Throughout our society, the Baby Boomers are getting older. As a result, their children are now in the position of caring for these older family members. The expenses that result from this care may be tax deductible. If you have questions about the type of care you are providing and if it qualifies, then it is important to discuss these expenses with your tax professional or accountant, such as Denisha Marino in Golden, CO. So what types of expenses might qualify for these deductions?
Caring for an elderly family member is in many ways similar to the deductions taken for childcare. As a result, these deductions could be significant, especially during the filing of your taxes. As with childcare, nursing homes and adult daycare can be very expensive and financially draining.
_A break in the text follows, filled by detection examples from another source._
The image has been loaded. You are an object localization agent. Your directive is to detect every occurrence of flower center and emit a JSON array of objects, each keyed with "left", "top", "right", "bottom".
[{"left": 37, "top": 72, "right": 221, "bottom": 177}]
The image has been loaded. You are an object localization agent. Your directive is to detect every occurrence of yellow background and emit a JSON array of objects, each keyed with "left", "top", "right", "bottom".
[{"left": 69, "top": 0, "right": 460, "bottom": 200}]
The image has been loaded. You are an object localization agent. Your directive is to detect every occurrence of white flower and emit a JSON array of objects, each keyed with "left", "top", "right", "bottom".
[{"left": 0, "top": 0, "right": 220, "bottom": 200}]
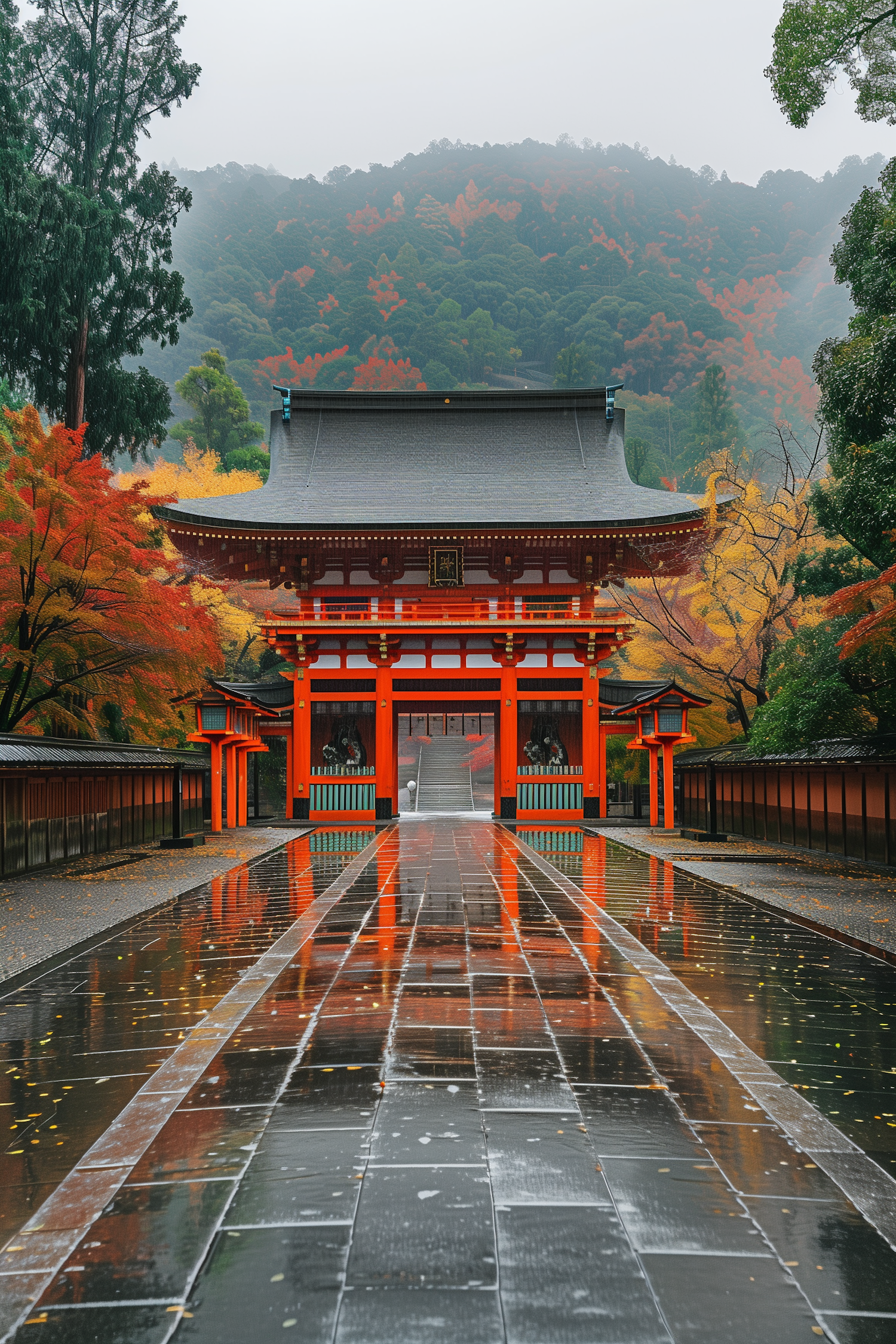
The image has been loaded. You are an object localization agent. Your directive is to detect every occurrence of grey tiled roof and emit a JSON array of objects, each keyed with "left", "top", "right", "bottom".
[
  {"left": 157, "top": 388, "right": 700, "bottom": 530},
  {"left": 0, "top": 732, "right": 210, "bottom": 770}
]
Therefore, it is important to keep all your receipts for these expenses.
However, to be able to claim these potential deductions, you and your elderly family member need to meet some specific requirements as listed below:
Keep in mind that the IRS only allows for specific individuals to be caring for the elderly individual if you are claiming a deduction. This means that the person who cares for your elderly individual dependent cannot be another one of your dependents. In order to claim this deduction if you meet all the various qualifications, then you will need to complete the Schedule R or Schedule 3 to be attached to your 1040 tax return filing.
If you have any questions regarding filling out these schedules, you will want to discuss them with your tax professional or accountant, such as Denisha Marino. They will be able to assist you in determining if you have met all of the necessary qualifications.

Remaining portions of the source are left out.